I’ve written about Benskins legendary Colne Spring Ale several times before. I’m saddened that I never got to taste it. But I was heartened to spot it in a Benskins advert from 1890. But looking a little more closely, it told me something very surprising.
What style was Colne Spring Ale? Barley Wine? Old Ale? No. According to Benskins, it was a Mild Ale.
I’m glad of two things: that they numbered their beers and that they grouped them by style. The numbering means that I can be sure that XXXXA Ale and Colne Spring Ale are the same thing. Who would have thought Colne Spring Ale was a type of Mild?

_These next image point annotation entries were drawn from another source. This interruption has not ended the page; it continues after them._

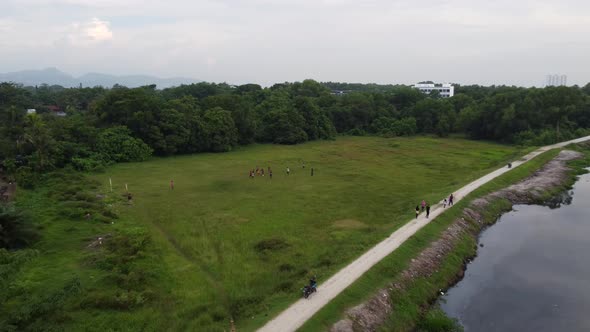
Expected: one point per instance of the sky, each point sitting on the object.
(514, 42)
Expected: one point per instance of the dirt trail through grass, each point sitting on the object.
(298, 313)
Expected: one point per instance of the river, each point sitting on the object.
(533, 271)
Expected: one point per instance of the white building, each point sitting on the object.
(556, 80)
(446, 90)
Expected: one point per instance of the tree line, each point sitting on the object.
(120, 124)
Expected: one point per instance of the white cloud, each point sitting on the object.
(90, 32)
(276, 40)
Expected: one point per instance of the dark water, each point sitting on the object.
(533, 273)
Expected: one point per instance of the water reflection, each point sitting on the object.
(532, 273)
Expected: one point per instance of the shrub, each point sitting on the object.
(117, 145)
(16, 228)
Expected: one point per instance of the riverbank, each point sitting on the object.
(403, 304)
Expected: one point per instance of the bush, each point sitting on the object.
(117, 145)
(26, 177)
(16, 229)
(357, 132)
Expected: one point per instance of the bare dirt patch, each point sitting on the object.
(370, 315)
(349, 224)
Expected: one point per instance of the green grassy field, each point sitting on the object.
(223, 245)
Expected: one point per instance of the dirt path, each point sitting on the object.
(299, 312)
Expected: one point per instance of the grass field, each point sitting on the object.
(223, 245)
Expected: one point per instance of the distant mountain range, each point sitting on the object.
(53, 76)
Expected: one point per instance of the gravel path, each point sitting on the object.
(299, 312)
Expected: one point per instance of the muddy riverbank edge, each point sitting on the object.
(540, 188)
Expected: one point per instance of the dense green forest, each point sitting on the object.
(102, 126)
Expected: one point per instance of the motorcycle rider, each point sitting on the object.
(313, 283)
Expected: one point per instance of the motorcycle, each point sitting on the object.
(308, 290)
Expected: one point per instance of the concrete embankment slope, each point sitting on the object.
(299, 312)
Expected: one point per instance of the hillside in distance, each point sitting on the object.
(53, 76)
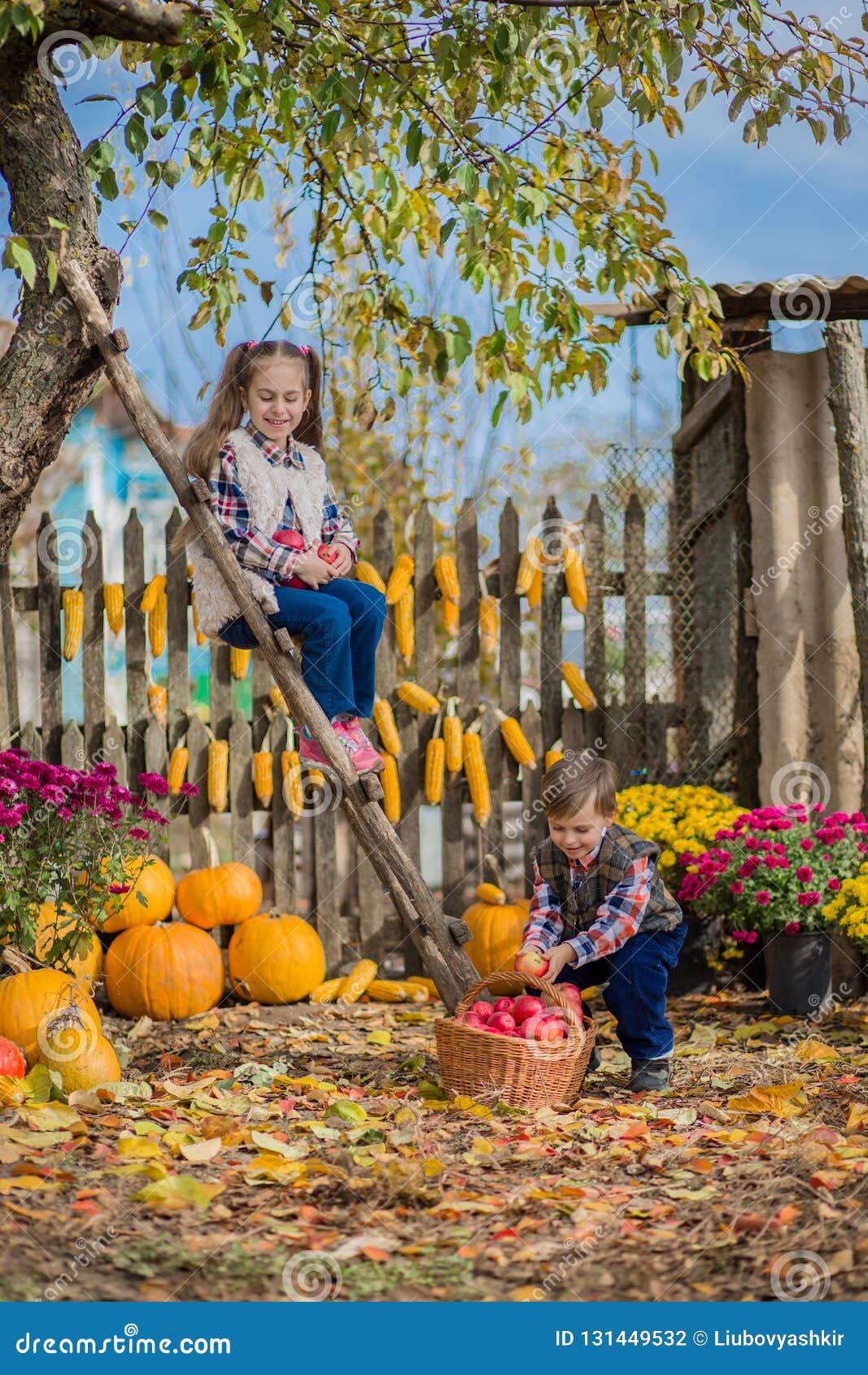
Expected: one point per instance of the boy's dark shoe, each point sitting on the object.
(649, 1074)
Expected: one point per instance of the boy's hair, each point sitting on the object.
(226, 410)
(578, 780)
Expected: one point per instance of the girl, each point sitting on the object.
(271, 494)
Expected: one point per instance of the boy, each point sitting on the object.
(600, 912)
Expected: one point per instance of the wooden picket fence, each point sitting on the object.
(312, 864)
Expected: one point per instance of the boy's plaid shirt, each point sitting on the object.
(249, 545)
(618, 916)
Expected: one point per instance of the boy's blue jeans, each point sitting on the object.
(342, 623)
(636, 996)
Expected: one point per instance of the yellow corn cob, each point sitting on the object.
(240, 661)
(574, 576)
(487, 625)
(384, 721)
(404, 634)
(435, 769)
(113, 601)
(478, 777)
(263, 783)
(368, 574)
(325, 992)
(72, 603)
(294, 792)
(391, 789)
(529, 565)
(157, 623)
(534, 593)
(200, 637)
(157, 701)
(578, 687)
(516, 741)
(396, 990)
(356, 980)
(399, 579)
(177, 767)
(218, 775)
(151, 593)
(451, 737)
(418, 697)
(447, 578)
(277, 699)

The price list also tells me something I’d long suspected: that Cooper was just the name for bottled Porter. Nice to have that confirmed.

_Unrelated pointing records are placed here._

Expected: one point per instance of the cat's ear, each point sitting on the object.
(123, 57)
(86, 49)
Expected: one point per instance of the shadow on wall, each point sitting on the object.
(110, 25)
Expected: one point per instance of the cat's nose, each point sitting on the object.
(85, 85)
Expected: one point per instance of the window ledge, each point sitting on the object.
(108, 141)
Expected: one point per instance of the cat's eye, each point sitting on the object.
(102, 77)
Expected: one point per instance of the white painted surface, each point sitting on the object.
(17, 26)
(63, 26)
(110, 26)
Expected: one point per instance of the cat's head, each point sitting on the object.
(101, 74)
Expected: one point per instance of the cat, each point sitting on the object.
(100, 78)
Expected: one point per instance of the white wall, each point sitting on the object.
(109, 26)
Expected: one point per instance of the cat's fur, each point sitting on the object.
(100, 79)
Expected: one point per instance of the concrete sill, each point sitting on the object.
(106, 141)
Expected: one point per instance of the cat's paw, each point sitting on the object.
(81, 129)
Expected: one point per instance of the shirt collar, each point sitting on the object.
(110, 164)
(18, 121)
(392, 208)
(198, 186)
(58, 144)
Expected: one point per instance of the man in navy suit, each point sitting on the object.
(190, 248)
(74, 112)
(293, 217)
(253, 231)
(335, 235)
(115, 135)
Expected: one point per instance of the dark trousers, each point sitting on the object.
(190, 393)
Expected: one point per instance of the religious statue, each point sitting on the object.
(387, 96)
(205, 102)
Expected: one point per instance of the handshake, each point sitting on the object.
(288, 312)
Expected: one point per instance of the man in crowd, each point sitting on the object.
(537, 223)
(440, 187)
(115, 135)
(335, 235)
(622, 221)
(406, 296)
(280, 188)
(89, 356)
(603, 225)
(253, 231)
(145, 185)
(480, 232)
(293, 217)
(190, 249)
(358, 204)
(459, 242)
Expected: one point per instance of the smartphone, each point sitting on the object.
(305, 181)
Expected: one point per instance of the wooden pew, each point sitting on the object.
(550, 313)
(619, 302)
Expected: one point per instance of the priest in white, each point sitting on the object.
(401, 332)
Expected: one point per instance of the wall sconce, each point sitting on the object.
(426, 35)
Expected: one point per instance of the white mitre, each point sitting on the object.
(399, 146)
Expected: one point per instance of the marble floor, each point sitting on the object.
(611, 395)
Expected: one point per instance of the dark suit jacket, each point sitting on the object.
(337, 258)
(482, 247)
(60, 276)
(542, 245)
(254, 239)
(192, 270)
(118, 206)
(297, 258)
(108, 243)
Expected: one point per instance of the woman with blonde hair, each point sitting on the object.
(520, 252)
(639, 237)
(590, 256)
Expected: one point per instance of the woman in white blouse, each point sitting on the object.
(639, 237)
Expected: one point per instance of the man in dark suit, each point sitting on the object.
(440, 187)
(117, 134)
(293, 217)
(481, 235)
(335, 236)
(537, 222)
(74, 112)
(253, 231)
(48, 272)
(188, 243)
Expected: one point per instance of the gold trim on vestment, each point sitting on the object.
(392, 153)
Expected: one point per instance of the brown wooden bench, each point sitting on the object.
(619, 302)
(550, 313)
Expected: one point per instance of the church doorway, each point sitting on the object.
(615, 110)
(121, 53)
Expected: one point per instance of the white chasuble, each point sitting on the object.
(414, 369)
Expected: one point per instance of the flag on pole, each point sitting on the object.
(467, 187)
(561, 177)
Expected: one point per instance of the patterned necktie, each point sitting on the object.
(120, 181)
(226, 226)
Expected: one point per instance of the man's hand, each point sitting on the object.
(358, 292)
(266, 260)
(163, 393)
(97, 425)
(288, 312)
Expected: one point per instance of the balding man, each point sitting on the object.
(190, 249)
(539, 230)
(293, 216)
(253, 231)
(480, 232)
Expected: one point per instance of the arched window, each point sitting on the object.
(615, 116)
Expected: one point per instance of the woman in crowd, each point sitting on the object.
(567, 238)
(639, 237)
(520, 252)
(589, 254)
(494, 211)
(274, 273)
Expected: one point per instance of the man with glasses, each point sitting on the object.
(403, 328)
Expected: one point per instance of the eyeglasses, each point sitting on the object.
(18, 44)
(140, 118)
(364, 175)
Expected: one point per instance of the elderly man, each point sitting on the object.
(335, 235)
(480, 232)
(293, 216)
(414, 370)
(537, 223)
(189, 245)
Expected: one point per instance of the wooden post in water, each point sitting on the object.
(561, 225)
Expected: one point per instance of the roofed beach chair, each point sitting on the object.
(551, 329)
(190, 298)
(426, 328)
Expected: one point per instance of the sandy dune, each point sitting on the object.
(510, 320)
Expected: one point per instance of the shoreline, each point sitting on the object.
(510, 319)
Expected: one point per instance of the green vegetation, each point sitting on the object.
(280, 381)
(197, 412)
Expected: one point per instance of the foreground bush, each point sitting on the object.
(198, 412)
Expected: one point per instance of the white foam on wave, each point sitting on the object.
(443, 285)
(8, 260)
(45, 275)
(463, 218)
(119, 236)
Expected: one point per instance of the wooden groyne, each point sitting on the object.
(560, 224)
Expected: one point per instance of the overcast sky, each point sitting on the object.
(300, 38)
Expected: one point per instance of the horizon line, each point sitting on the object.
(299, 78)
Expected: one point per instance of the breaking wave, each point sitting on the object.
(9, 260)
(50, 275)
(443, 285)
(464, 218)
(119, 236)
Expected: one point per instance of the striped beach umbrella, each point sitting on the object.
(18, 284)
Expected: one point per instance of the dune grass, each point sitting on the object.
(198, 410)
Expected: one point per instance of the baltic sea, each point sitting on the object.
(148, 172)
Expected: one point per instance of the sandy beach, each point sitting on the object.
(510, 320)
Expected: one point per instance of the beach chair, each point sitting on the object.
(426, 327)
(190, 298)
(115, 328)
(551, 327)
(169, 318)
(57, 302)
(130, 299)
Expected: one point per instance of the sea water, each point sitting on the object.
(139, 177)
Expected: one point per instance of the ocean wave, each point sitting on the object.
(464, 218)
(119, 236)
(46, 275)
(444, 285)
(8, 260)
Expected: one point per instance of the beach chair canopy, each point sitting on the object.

Here’s my guess at the OGs, based around 1055º being the gravity of a beer costing 36s per barrel.
|beer||price per barrel||est. OG|
|No. 1 Indian Pale Ale||54||1082.5|
|No. 2 Guinea Ale||42||1064.2|
|No. 3 Pale Ale||36||1055.0|
|No. 4 XXXXA Ale||72||1110.0|
|No. 4 XXXX Ale||60||1091.7|
|No. 5 XXX Ale||54||1082.5|
|No. 6 XX Ale||36||1055.0|
|No. 7 Double Stout||54||1082.5|
|No. 8 Single Stout||42||1064.2|
|No. 9 Porter||36||1055.0|
The gravity is too high for the Indian Pale Ale. You had to pay a premium for IPA. My guess would be that the OG was really around 1065º.